The Null Device

How copyright is killing documentaries

As the reach of copyright laws is expanded and rightsholders (or their investors) are demanding as much income from each piece of intellectual property in the asset register, documentary makers are getting the rough end of the pineapple. Old documentaries are becoming illegal to distribute (and effectively disappearing down the memory hole) once their clearance rights expire, and new documentaries are often not being made without wealthy sponsors: (via bOING bOING)
But it's particularly difficult for any documentary-makers relying on old news footage, snippets of Hollywood movies or popular music -- the very essence of contemporary culture -- to tell their stories. Each minute of copyrighted film can cost thousands of dollars. Each still photo, which might appear in a documentary for mere seconds, can run into the hundreds of dollars. And costs have been rising steeply, as film archives, stock photo houses and music publishers realize they are sitting on a treasure trove, Else and other filmmakers say.
The American University study (at is a fascinating, if dispiriting, look at the tricks documentary-makers have to pull to get around copyright restrictions, from turning off all TVs and radios when filming a subject indoors to replacing a clip of people watching the World Series with a shot of professional basketball on the TV set instead because that's what the filmmaker had rights for.
"Why do you think the History Channel is what it is? Why do you think it's all World War II documentaries? It's because it's public-domain footage. So the history we're seeing is being skewed towards what's fallen into public domain," says filmmaker Robert Stone in the American University study.

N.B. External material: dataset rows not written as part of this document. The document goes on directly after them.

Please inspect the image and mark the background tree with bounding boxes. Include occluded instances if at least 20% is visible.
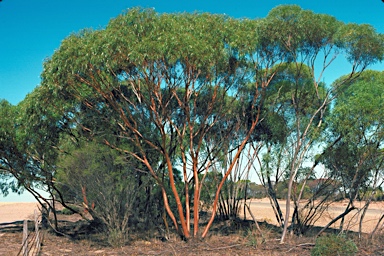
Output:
[323,71,384,236]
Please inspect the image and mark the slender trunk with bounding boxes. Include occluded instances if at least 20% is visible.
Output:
[193,159,200,237]
[280,174,294,244]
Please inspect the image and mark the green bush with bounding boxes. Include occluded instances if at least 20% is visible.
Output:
[311,235,357,256]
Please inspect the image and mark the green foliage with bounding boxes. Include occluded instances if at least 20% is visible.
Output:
[311,235,357,256]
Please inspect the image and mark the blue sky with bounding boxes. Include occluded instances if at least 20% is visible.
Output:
[0,0,384,201]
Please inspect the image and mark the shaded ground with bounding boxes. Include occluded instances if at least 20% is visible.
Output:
[0,200,384,256]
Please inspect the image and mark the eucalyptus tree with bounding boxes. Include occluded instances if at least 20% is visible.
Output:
[0,88,78,230]
[38,9,288,238]
[252,6,384,242]
[321,71,384,236]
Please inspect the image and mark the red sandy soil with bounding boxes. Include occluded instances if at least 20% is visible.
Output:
[0,199,384,256]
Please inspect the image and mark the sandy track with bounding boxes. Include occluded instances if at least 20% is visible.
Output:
[0,198,384,232]
[0,202,39,223]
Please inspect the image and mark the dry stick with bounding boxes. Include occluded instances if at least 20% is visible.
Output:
[316,206,356,236]
[245,204,265,242]
[370,214,384,239]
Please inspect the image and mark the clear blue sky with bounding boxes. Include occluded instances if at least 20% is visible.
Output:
[0,0,384,201]
[0,0,384,104]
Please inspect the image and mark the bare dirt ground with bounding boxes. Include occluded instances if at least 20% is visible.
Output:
[0,199,384,256]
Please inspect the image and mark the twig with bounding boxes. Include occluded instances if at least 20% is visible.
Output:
[286,243,315,253]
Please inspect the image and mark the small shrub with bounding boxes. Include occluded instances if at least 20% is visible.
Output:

There are 3 comments on "How copyright is killing documentaries":

Posted by: gjw Tue Jan 18 02:21:24 2005

One would hope (you know, putting faith in the market economy and all) that the rights-holders would adjust their prices so documentary makers are actually able to afford them, rather than pricing them out and selling nothing at all. Of course, the problem with copyright is that the rights holder has a monopoly on any piece of footage - it's not like you can find someone else willing to sell you the same content at a cheaper price.

Posted by: acb Tue Jan 18 09:45:17 2005

The thing is, that would make making documentaries a privilege of well-funded interests, effectively silencing alternative voices.

Posted by: dj Wed Jan 19 05:49:16 2005

It would be interesting to see how 'fair dealing' is interpreted and altered in this instance. Another reason to support public and community broadcasting, although that is not so relevant in the case of popular culture sources, such as tv series or films.